For more events and lines, see the Euro to dollar forecast

EUR/USD Sentiment

  • Euro sinks on rate cut possibility: The euro pushed higher  on Tuesday, but it didn’t take much to bring it back down the next day. The markets reacted negatively to comments by ECB Governing Council member Jens Weidmann that the ECB could lower rates if economic and inflation data warranted such a move. The markets were also unnerved following the release of an IMF report that found that the Eurozone is the weakest part of the global economy, and called on the ECB to lower interest rates in order to boost economic growth. The IMF reduced its forecast of Eurozone growth in 2013  from 0.2% to -0.2%, and also downgraded its forecast of German growth from 0.9% to 0.6%.
  • Key US numbers point downward: US economic releases continue to disappoint the  markets, as Tuesday’s major events fell below expectations.  Building Permits dropped from 0.95 million  to 0.90 million, missing  the estimate of 0.94 million. Core CPI posted a weak gain of 0.1%, below the estimate of 0.2%. There was some good news from Housing Starts, which hit a multi-year high, improving to 1.04 million. This easily beat the  forecast of 0.93 million. The alarm bells may not have gone off just yet, but the continuing weak numbers are raising concerns about the extent of the US recovery. The markets will be hoping for a turnaround as the US releases additional key numbers on Thursday.

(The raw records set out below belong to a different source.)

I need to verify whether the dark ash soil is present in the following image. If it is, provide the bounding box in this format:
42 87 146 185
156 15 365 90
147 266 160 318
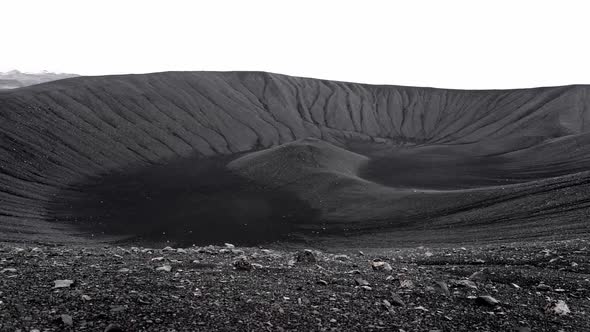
1 239 588 332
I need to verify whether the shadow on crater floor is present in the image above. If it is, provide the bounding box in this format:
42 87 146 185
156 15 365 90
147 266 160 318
357 146 587 190
48 154 320 246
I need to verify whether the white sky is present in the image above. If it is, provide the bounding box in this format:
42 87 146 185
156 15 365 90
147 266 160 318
3 0 590 89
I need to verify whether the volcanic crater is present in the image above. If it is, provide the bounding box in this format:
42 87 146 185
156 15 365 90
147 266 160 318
1 71 589 245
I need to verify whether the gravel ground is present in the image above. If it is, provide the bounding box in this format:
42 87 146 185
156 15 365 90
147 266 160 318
0 239 589 331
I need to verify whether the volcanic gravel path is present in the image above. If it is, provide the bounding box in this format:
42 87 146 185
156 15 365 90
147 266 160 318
1 239 588 331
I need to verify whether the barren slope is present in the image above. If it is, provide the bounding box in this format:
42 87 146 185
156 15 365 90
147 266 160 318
0 71 589 245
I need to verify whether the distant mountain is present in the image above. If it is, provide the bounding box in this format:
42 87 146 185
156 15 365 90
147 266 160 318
0 70 78 89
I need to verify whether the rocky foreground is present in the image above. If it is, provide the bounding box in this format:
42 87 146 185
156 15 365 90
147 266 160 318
0 239 588 332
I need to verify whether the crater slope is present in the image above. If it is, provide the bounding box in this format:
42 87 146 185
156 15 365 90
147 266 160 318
0 71 589 245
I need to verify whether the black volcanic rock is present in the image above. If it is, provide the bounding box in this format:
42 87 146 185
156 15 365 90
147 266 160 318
1 71 590 245
295 249 317 264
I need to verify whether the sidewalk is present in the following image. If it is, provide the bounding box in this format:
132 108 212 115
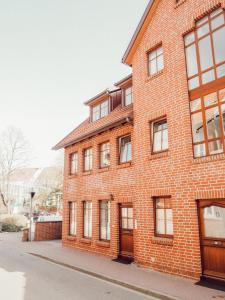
3 233 225 300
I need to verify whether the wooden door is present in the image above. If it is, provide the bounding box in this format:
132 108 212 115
199 200 225 280
119 204 134 260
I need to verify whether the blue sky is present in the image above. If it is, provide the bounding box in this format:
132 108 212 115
0 0 149 166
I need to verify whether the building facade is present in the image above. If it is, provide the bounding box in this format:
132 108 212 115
54 0 225 281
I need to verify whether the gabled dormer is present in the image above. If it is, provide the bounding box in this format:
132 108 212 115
85 74 133 123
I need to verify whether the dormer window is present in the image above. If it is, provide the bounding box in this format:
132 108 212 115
124 86 133 106
92 100 109 122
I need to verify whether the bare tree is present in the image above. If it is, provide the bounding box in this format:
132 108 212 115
0 127 31 213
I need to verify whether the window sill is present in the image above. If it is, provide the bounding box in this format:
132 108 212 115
146 70 164 82
96 240 110 248
98 167 110 173
117 161 132 169
80 238 92 245
193 153 225 164
148 151 169 161
82 171 93 176
174 0 187 9
152 236 173 246
67 235 77 241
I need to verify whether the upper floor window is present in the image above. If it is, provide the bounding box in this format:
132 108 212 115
148 46 164 76
69 202 77 236
100 201 110 241
100 142 110 168
152 119 168 153
184 8 225 91
84 201 92 238
190 88 225 157
154 197 173 238
92 100 109 122
70 152 78 175
84 148 93 171
119 135 132 163
124 86 133 106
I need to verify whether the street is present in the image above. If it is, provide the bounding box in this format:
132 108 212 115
0 234 158 300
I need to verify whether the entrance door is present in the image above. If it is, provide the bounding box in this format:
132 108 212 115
119 204 134 260
199 200 225 280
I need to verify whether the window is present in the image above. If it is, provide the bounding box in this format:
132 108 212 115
190 88 225 157
70 152 78 175
69 202 77 236
154 197 173 237
124 86 133 106
100 201 110 241
100 142 110 168
84 148 93 171
92 100 109 122
148 46 164 76
121 206 133 229
119 135 132 163
152 119 168 153
83 201 92 238
184 8 225 91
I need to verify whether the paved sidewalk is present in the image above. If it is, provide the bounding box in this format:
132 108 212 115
1 233 225 300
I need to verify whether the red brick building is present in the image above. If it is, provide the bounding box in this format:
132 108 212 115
54 0 225 282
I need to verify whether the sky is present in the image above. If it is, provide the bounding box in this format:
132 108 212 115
0 0 149 167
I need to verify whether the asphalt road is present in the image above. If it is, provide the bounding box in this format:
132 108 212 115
0 235 158 300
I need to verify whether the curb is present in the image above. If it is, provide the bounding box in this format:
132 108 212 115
29 252 178 300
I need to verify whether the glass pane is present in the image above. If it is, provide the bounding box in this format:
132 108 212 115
190 98 201 112
185 44 198 77
150 59 157 75
210 8 223 18
197 23 210 38
191 112 204 143
217 63 225 78
126 143 132 161
153 131 162 152
206 107 221 139
188 77 200 90
128 208 133 218
162 129 168 150
184 32 195 46
202 69 215 84
122 208 127 218
122 219 127 229
128 219 133 229
156 47 163 56
101 100 109 118
208 140 223 155
204 92 218 107
166 220 173 235
211 14 224 30
198 36 214 71
222 104 225 133
157 54 164 72
213 27 225 64
196 16 208 27
156 199 164 209
149 50 157 60
156 220 165 235
194 143 206 158
219 88 225 102
204 206 225 238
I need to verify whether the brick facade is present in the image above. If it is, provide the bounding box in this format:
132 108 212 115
34 221 62 241
54 0 225 280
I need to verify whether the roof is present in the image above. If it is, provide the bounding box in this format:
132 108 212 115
122 0 158 66
53 105 133 150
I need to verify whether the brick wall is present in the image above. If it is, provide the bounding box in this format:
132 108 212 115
62 0 225 280
34 221 62 241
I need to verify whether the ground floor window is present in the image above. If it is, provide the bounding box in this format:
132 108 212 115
100 201 110 241
84 201 92 238
69 202 77 236
154 197 173 237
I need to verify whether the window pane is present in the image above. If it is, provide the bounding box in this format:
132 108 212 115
149 49 157 60
153 131 162 152
194 143 206 158
162 129 168 150
206 107 221 139
190 98 201 112
210 8 223 18
219 88 225 102
208 140 223 155
128 208 133 218
213 27 225 64
122 219 127 229
196 16 208 27
197 23 210 38
191 112 204 142
100 100 109 118
128 219 133 229
156 198 164 209
156 219 165 235
211 14 224 30
122 207 127 218
157 47 163 56
198 36 214 71
202 69 215 84
184 32 195 46
204 206 225 238
204 92 218 107
157 54 164 72
216 63 225 78
166 220 174 235
188 77 200 90
185 44 198 77
126 143 132 161
150 59 157 75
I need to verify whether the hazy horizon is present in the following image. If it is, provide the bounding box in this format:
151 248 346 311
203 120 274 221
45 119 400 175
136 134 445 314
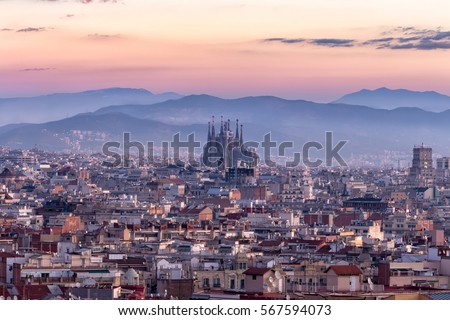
1 86 450 105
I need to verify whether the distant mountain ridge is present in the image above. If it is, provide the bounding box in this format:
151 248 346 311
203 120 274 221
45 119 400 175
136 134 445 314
333 87 450 112
0 111 290 152
2 94 450 156
0 87 183 126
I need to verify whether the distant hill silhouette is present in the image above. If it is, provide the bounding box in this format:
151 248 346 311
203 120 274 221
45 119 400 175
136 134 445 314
1 93 450 156
0 88 182 125
333 87 450 112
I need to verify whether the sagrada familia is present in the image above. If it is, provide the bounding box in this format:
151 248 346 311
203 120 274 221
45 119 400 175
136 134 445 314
204 116 257 172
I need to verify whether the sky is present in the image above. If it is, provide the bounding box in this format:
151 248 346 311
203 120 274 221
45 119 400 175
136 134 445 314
1 0 450 102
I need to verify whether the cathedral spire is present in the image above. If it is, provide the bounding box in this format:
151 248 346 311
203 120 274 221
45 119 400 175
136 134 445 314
211 116 216 141
240 124 243 145
207 121 211 142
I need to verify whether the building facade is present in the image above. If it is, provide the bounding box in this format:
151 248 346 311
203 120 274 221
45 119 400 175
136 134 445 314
409 145 435 187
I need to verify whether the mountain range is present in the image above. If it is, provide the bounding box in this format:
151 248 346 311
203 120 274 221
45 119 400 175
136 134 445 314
1 87 450 158
0 88 182 126
333 87 450 112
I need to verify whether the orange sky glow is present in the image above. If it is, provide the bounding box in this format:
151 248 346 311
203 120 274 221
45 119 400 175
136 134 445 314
1 0 450 101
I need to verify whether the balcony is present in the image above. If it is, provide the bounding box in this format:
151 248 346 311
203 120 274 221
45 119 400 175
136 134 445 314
26 276 76 284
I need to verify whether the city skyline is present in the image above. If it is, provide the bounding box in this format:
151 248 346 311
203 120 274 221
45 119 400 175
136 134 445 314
3 0 450 307
1 0 450 101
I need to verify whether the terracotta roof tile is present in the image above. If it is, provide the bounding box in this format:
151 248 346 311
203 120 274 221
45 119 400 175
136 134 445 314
243 267 271 276
325 265 362 276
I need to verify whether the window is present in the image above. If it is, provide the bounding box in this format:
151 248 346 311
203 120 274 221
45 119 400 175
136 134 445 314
230 279 235 289
213 277 221 288
203 278 210 288
240 279 245 289
252 275 257 280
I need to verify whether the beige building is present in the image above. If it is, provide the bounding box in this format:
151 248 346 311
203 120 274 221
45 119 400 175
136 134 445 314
379 261 449 289
243 267 283 294
325 265 362 292
223 253 249 291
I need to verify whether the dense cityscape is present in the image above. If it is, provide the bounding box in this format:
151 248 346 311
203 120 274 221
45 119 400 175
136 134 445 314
2 0 450 308
1 120 450 300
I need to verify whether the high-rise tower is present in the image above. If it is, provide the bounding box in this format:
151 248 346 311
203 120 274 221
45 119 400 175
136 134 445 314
409 144 435 186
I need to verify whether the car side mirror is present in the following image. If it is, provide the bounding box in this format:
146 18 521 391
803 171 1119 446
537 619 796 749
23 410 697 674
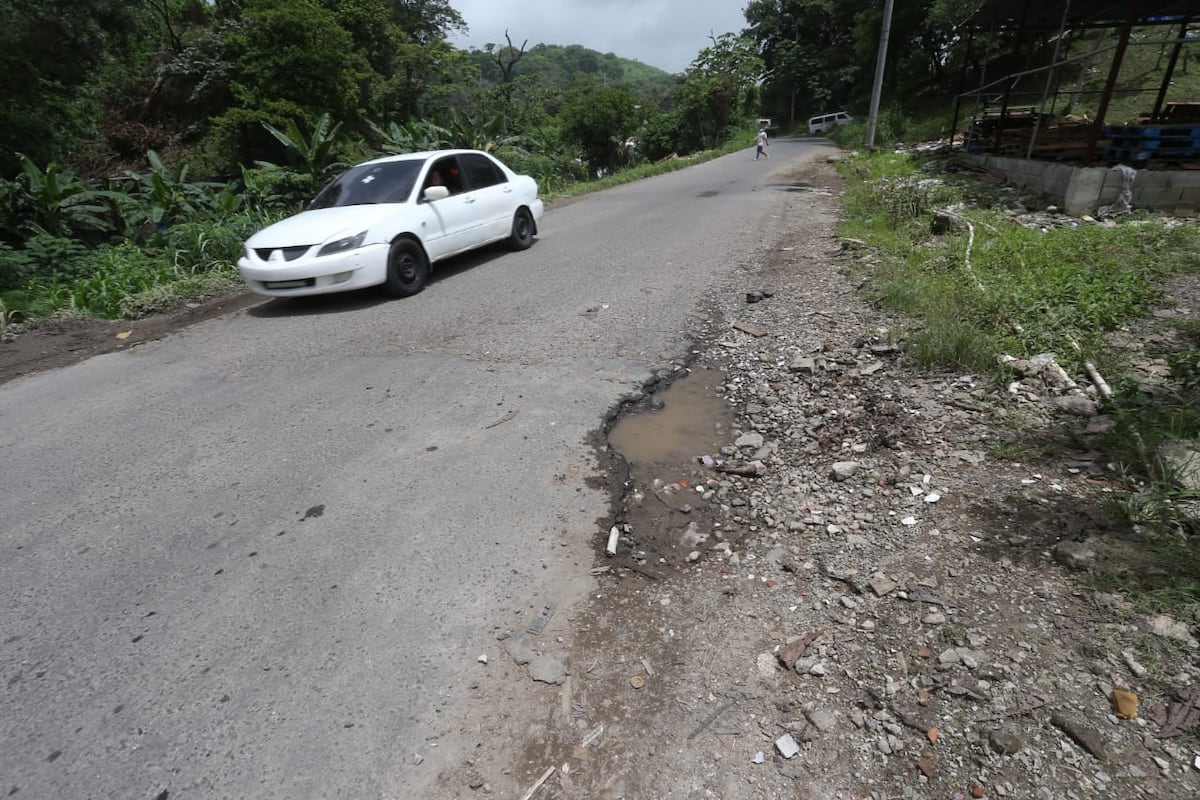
423 185 450 201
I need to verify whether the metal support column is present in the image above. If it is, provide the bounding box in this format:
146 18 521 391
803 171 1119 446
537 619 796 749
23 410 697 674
1153 17 1193 119
950 27 977 147
1086 0 1145 162
994 0 1032 153
1027 0 1073 159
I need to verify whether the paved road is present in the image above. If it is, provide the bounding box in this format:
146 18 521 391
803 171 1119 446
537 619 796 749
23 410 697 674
1 139 830 798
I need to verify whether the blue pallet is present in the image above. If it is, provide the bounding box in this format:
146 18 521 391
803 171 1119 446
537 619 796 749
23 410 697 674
1108 136 1200 150
1105 125 1200 138
1106 146 1200 161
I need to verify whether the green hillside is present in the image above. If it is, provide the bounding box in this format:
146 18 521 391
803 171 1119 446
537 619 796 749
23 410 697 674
464 42 678 96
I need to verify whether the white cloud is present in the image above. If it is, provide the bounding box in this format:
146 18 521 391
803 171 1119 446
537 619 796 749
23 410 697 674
449 0 749 74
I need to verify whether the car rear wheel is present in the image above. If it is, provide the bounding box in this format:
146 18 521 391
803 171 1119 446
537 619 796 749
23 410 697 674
508 208 534 251
383 239 429 297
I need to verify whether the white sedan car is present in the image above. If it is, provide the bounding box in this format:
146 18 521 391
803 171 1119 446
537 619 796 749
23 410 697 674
238 149 544 298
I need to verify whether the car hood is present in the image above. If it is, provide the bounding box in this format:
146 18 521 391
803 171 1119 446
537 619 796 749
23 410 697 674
246 205 403 248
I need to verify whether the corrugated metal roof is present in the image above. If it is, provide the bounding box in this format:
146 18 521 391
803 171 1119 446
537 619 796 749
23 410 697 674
963 0 1199 30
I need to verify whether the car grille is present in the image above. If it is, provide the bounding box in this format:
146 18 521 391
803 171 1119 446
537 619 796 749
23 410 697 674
254 245 311 261
262 278 316 290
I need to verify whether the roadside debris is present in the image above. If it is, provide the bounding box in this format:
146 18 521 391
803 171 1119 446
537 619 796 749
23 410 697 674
732 321 769 338
605 525 620 556
527 605 556 636
518 766 555 800
580 725 604 747
1112 689 1138 719
775 734 800 759
484 409 518 429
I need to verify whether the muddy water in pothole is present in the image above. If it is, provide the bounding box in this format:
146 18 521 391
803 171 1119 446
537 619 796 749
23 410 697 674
606 367 738 567
608 367 731 467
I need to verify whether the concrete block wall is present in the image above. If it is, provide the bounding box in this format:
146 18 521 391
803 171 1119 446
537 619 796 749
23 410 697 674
965 155 1200 215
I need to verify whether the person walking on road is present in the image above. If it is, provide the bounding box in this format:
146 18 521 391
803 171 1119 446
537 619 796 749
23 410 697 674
755 127 769 160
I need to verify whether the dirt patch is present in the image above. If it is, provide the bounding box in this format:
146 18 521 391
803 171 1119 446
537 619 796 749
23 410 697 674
469 160 1200 799
0 289 263 386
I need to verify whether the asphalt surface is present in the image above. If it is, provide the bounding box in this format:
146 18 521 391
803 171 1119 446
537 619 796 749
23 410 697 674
1 138 831 798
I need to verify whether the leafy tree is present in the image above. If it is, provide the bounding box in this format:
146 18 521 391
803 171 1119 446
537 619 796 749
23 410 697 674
745 0 868 125
211 0 360 166
560 80 639 175
341 0 469 122
0 0 154 175
673 33 763 149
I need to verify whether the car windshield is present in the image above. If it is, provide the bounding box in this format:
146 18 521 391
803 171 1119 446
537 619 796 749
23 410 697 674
309 160 422 209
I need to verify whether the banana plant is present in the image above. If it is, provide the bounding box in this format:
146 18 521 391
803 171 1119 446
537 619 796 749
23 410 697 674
15 154 116 236
445 110 517 152
370 118 455 154
258 113 347 183
118 150 224 232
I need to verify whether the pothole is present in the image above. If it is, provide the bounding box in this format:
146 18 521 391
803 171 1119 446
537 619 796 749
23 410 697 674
605 366 739 569
765 181 814 192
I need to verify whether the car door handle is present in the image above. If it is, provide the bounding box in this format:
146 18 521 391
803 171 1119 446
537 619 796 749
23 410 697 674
463 197 477 204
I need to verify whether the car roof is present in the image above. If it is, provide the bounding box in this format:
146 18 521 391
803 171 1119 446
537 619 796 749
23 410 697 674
357 149 488 167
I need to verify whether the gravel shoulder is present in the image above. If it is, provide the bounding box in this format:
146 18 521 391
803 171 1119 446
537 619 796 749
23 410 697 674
482 159 1200 799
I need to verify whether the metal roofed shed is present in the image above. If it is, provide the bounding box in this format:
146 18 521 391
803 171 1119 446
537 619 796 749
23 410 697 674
947 1 1200 214
950 0 1195 160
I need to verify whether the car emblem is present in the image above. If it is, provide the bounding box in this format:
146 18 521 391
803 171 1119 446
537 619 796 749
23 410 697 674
269 249 283 262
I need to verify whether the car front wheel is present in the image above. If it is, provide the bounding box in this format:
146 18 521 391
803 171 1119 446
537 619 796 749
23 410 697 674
383 238 429 297
508 208 535 251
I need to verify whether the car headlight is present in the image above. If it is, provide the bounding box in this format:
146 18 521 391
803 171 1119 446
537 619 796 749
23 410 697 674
317 231 367 257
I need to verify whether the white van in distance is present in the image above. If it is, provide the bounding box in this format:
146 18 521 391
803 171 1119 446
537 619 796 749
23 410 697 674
808 111 852 134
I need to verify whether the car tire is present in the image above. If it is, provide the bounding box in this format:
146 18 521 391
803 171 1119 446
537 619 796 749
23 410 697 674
383 238 429 297
508 208 535 251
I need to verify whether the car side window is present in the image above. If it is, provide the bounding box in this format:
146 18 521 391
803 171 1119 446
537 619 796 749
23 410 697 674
460 154 506 191
423 157 464 198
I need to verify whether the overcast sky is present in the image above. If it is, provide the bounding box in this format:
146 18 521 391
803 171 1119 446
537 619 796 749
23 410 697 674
448 0 751 74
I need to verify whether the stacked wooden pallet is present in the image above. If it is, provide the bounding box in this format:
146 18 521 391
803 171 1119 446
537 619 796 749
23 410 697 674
1104 123 1200 162
965 107 1040 155
1159 102 1200 124
967 121 1106 160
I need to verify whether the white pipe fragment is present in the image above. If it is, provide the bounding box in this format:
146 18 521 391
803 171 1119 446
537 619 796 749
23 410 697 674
605 526 620 556
581 724 605 747
1085 361 1113 400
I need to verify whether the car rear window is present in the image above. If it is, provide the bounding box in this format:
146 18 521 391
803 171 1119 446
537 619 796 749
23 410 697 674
460 153 506 190
309 160 421 209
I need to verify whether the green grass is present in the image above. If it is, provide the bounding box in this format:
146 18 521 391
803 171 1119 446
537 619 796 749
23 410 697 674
839 153 1200 374
839 149 1200 619
2 214 265 324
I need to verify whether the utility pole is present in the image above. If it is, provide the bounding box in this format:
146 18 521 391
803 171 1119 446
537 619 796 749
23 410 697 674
865 0 895 148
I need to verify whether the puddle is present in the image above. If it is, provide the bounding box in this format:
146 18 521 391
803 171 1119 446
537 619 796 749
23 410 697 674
604 367 740 568
608 367 731 468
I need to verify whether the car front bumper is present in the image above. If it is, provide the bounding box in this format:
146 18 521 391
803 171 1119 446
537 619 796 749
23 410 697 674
237 243 391 297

  • Cyprus  will get bailout, but problems remain:  The Cyprus bailout may not be grabbing the headlines, but the crisis is by no means behind us. Back in March, the EU and IMF agreed to provide EUR 10 billion, with Cyprus kicking in another EUR 7 billion. However, the original deal collapsed after Cyprus balked at taxing every bank deposit in the country, following a huge outcry on the island. The  EU has agreed to the bailout, but Cyprus must kick in EUR 13 billion. The country plans to raise these funds through a combination of taxes on uninsured depositors, tax rises and spending cuts. President  Nicos Anastasiades said he will ask the EU for more help, but it not clear if Cyprus is asking additional bailout funds or funds in another form. The bailout agreement calls for huge taxes on deposits over EUR 100,000. Deposits in the Bank of Cyprus will lose between 37.5% and 60%, while depositors in Laiki Bank, which will be winded down  could lose up to 80%. Under the bailout agreement, Cyprus must restructure its banking sector and impose austerity measures. Analysts estimate that the country’s GDP will be slashed by 13% in 2013 and 2014, which will pose serious challenges for the government.
  • Italy struggles with political impasse: Remember the Italian election back in February that failed to produce a clear winner? Well, unfortunately  not much has happened since, as Italy has been in a political crisis since then. Mario Monti remains head of a caretaker government, but has been unable to continue with badly-needed economic reforms due to the political impasse. Monti and center-left leader Pier Luigi Bersani are hoping to reach agreement choosing a successor to President Giorgio Napolitano, who will step down in May. The crisis in the Eurozone’s third largest economy could undermine the Eurozone, and the markets are hoping that the choosing of a new president will be the first step in establishing a new government.